Advise me please - fixing oak cladding to green oak frame

UKworkshop.co.uk

Help Support UKworkshop.co.uk:

This site may earn a commission from merchant affiliate links, including eBay, Amazon, and others.

AJB Temple

Finely figured
Joined
13 Oct 2015
Messages
4,056
Reaction score
1,509
Location
Tunbridge Wells
At long last I have almost finished assembling the home made frame of one of my two planned green oak framed buildings. It has taken forever, largely working on my own in my spare time.

Soon I will be fitting oak cladding boards (these are already on site) and am seeking some advice. I want the job to last, and I want it to look good, with evenly spaced nailing.

1 Does it make sense to use copper nails? I think copper heads might look quite nice.
2 Should I punch through with a pilot drill first to avoid the boards splitting?

I don't want to use nails that will rust, and obviously I could use oval galvanised.

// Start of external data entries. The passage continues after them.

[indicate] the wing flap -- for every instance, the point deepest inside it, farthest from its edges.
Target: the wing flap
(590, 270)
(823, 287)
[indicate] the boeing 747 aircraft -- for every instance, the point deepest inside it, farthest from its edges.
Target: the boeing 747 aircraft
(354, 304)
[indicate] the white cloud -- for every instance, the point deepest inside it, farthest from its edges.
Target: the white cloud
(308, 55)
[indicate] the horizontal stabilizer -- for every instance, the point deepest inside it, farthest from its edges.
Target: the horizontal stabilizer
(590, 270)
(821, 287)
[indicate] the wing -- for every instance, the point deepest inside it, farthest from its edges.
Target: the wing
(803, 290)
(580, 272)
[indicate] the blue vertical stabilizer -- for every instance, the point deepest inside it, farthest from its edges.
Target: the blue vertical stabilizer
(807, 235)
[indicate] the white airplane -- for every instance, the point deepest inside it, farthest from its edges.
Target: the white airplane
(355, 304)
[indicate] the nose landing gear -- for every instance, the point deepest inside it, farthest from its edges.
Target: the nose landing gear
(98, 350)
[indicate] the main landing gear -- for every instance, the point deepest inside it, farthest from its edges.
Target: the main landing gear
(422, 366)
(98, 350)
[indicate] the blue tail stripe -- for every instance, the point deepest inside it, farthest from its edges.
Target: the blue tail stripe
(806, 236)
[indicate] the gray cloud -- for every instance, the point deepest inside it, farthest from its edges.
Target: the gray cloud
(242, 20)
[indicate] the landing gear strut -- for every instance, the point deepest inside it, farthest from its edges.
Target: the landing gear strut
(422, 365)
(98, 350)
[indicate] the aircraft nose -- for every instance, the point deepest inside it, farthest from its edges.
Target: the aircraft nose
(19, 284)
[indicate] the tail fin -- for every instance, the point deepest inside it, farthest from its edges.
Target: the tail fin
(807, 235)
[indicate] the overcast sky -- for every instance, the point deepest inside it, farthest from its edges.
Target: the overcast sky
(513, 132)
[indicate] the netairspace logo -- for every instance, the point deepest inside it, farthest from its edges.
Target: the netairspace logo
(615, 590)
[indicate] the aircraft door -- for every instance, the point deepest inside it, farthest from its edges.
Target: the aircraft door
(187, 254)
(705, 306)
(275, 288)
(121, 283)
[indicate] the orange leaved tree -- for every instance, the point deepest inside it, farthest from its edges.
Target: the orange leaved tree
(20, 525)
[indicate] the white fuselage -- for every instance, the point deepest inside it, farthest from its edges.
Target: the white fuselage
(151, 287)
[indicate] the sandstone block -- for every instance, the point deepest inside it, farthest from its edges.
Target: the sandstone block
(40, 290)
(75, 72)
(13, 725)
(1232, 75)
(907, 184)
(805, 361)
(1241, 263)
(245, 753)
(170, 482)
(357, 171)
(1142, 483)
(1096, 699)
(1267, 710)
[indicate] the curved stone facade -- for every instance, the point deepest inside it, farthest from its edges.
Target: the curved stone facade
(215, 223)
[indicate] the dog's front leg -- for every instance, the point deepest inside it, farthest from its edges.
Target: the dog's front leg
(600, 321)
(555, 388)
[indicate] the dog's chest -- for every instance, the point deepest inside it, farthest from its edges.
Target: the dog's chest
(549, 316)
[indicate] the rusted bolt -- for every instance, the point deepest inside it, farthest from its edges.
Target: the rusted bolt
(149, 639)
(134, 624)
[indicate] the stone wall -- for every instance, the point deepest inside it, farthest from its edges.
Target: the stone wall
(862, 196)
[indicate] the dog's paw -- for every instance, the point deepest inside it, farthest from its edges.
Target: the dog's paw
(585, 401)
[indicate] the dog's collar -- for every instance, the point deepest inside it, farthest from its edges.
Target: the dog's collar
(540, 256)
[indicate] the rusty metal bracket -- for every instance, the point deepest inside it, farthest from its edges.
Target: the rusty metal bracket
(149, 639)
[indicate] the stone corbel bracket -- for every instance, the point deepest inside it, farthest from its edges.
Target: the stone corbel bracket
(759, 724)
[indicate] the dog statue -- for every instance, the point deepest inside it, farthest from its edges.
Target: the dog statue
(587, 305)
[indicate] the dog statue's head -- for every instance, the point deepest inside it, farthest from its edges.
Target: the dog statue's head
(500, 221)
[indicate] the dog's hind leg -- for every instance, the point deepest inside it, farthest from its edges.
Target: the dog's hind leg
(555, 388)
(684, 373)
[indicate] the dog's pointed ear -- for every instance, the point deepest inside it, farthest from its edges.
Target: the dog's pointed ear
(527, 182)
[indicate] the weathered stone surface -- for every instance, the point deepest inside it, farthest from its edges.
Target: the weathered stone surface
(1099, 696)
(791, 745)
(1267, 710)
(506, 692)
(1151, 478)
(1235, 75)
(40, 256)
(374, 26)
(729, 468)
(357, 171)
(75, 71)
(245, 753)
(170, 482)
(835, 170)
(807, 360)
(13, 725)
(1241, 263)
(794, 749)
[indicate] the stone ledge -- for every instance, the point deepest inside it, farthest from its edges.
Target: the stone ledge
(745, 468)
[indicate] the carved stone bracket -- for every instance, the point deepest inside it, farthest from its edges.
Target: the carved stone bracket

Maybe that would be best?

I can also screw the boards on, but that is not a traditional look for a hand made building.

Thanks, AJ
 
Not sure about copper - agree they would look nice, I just dont know how/if they would react with the oak tannin.

I'd avoid galvanised, I think the tannin will eat through them in no time. Personally we've used stainless annular ring shank nails like these, and they are looking good 8 years later - suspect they will outlast the boards.

http://www.silvatimber.co.uk/stainless- ... nails.html

If the cladding is green I don't think you will need to pre-drill.
 
Hi - my 2d's worth:

In the past I've fixed feather-edge oak cladding with stainless ringshank nails (pre-drilling is wise near thin edges - even if the boards are green) and had no problems. I think you need to expect some movement of the timber.

I've no experience of copper externally exposed alongside oak - I suspect there will definitely be corrosion. The only time I've ever used copper is for fixing lead, but sheltered from direct exposure, or sometimes roof tiles.

Cheers, W2S

PS I wouldn't used galvanised - even hot-dipped
 
I think stainless is the best option.

Any galvanised product will eventually lead to corrosion and staining.

If you prefer screws for fixing then the GRK FIN-trim ones have a very small head -although they come at a price....

http://www.grkfasteners.com/products/tr ... w/fin-trim

http://www.silvatimber.co.uk/fasteners/ ... crews.html

Im sure Ive seen chippies use paslodes for oak featheredge so maybe there are stainless options for such nails.

I dare say you already know but its best to fix each board with 1 fixing and the fixing for the next board should miss the previous board -otherwise if you go through the thin edge of the feather, shrinkage will cause a significant split. And generous overlaps with green featheredge -they certainly do move a lot as they dry out
 
Are copper nails even strong enough to hammer through oak? Not much experience with them to be honest bit i think i'd go for SS annular ringshanks regardless..
 
Thank you gentlemen. All helpful.

I cut the final four braces today. Main frame erection half way through. I am ordering stainless and copper nails to test them out. Forgot about stainless - that was a helpful reminder.